Asked about the removal of suicide as a legitimate reason for women to seek an abortion, as in the proposed amendment, she says this would "deny the reality of what I experienced". She doesn't think she was suicidal when pregnant but was "severely psychologically distressed", and believes the removal of the suicide grounds "is in reality a denial of the validity of psychological distress as a real, meaningful experience.

"To me, it's the State saying psychological distress, or mental well-being, is not a 'real' reason for needing radical intervention. And of course it implies women can't be trusted to tell the truth about their psychological situation.

"I now see a private psychotherapist and though it's not primarily because of the abortion, we do discuss it. He has told me more than once that in his opinion I made the right decision considering my mental and emotional state at the time. He has also told me he has treated a number of women who, before having abortions, would have labelled themselves 'pro-life'. To me this is clear evidence that the abortion issue is too complex to be put to the electorate in a referendum."

She sees the "theoretical" value of the Government-established Crisis Pregnancy Agency, saying, "it signifies the State is partly admitting to the reality of crisis pregnancies". But she believes it is not adequate, "because the State is still exporting women who opt for abortion to the UK".

"I hope its [the agency's\] strategy will be to nurture a nation that has a more mature attitude toward emotional and sexual relationships and crises, but I fear its success would be endangered by resistance from Catholic sources and some parents' groups, in the same way they resisted the introduction of the Relationships and Sexual Education programme in schools." Ella didn't want an abortion, she says. She didn't want a crisis pregnancy.

"But I was an emotionally troubled person anyway, and desperately psychologically distressed when I found out I was pregnant.

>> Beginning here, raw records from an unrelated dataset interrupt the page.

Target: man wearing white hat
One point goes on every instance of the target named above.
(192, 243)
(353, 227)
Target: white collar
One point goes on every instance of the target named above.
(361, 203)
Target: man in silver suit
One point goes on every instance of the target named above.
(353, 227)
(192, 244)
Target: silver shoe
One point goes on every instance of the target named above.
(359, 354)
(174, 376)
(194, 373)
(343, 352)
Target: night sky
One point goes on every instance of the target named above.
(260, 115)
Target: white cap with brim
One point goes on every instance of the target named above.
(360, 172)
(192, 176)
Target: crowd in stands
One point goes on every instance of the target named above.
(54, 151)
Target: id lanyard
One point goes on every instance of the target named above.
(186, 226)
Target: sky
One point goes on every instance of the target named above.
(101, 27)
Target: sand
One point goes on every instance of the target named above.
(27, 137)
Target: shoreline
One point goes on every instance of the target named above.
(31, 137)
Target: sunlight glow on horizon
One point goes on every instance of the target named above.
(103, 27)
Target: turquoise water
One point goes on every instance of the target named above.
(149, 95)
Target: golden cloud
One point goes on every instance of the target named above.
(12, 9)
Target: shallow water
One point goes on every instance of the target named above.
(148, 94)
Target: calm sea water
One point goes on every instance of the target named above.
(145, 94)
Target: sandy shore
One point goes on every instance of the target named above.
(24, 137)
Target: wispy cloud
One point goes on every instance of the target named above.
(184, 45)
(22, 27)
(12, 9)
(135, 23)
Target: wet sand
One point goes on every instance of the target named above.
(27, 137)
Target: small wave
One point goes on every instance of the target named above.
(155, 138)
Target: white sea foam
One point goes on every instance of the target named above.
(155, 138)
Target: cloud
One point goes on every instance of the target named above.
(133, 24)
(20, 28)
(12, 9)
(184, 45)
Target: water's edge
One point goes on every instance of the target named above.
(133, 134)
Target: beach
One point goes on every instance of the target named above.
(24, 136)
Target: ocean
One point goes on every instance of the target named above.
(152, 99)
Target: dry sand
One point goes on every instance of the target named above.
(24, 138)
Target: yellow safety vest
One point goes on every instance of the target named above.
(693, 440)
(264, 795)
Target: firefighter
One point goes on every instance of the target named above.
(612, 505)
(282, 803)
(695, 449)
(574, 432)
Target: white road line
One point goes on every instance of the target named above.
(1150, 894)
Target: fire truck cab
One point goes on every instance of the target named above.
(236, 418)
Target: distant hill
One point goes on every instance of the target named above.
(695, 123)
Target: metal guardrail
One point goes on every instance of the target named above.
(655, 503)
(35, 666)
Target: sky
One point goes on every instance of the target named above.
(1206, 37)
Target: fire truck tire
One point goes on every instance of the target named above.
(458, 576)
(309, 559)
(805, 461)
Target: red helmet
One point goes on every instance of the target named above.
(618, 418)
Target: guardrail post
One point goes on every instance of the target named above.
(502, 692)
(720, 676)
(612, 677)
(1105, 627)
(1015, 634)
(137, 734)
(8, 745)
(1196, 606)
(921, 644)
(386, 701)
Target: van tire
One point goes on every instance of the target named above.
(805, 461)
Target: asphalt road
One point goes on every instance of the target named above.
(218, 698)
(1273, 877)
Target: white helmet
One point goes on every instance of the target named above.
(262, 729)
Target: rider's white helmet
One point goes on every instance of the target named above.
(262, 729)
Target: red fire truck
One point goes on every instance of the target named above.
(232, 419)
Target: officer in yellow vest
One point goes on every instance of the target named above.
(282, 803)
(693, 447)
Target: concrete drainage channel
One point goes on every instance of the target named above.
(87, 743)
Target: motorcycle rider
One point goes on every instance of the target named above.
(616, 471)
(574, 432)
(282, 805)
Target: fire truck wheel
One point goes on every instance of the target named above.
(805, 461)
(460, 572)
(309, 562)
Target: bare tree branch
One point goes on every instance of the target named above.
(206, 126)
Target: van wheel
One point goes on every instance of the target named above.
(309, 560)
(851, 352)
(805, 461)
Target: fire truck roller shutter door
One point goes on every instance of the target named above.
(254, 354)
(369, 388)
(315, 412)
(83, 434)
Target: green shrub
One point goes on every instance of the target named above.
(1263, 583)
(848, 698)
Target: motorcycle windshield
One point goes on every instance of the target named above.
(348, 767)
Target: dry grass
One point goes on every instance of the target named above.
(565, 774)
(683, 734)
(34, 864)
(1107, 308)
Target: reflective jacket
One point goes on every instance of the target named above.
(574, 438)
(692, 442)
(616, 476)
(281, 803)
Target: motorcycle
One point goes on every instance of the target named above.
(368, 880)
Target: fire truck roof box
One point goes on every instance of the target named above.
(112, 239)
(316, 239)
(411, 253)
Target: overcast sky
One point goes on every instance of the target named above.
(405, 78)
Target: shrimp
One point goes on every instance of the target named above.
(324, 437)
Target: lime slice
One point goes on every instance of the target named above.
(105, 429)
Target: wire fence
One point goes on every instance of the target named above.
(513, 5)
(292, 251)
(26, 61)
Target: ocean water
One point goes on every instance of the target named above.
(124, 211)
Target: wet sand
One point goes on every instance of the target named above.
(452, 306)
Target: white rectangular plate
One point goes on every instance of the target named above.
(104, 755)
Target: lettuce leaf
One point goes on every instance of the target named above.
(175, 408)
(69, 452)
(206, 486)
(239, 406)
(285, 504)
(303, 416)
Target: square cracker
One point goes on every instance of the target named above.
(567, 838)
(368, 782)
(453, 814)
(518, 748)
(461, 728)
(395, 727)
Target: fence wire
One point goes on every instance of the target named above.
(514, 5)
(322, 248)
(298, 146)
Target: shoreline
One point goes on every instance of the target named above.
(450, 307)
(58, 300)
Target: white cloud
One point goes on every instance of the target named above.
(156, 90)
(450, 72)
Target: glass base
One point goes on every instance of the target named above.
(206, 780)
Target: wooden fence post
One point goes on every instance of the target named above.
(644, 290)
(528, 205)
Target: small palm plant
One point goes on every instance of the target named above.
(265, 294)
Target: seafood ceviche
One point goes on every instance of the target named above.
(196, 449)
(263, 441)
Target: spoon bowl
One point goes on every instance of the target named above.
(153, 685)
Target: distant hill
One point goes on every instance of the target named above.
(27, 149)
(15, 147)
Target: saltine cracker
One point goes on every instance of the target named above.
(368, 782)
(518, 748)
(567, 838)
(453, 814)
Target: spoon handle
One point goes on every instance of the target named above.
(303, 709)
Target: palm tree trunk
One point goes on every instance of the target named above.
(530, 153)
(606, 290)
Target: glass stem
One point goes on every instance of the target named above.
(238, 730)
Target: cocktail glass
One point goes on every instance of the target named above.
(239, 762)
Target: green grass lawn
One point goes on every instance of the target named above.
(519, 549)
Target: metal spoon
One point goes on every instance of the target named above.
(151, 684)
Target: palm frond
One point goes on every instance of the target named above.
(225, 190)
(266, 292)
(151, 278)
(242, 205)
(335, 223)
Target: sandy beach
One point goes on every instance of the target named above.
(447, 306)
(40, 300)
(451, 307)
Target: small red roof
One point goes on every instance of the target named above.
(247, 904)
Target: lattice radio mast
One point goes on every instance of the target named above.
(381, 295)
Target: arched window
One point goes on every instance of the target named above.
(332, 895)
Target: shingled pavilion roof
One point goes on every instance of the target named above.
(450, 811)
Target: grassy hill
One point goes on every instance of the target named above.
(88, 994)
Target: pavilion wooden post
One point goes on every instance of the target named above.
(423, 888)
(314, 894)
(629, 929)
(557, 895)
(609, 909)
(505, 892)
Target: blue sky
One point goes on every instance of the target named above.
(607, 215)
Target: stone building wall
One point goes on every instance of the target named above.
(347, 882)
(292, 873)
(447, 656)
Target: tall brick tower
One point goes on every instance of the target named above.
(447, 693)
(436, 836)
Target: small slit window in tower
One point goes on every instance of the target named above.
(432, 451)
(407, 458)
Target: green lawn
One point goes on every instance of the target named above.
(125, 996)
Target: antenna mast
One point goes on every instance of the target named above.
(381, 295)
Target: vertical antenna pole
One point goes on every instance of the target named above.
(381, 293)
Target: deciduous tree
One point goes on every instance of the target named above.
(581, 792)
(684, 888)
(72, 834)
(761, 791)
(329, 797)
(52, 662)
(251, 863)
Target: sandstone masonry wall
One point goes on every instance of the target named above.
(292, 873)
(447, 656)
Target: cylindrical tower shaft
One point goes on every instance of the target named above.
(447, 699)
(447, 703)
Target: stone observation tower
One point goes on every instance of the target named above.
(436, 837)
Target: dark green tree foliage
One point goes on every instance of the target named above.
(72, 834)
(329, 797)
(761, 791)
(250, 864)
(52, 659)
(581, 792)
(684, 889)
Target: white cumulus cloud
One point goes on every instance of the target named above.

That's reality. In order to survive I took control of my life and chose abortion." The amendment, she concludes, is coercive and regressive. "It undermines my mental health by invalidating my right to it. It's saying I'm not trustworthy and it's saying I'm a criminal. I'm trying to remain impassive about the manipulated versions of abortion being bandied about in the run-up to the referendum.

"I'll be voting No and following my counsellor's advice that my abortion is not someone else's political or social issue, but a decision I made for valid reasons."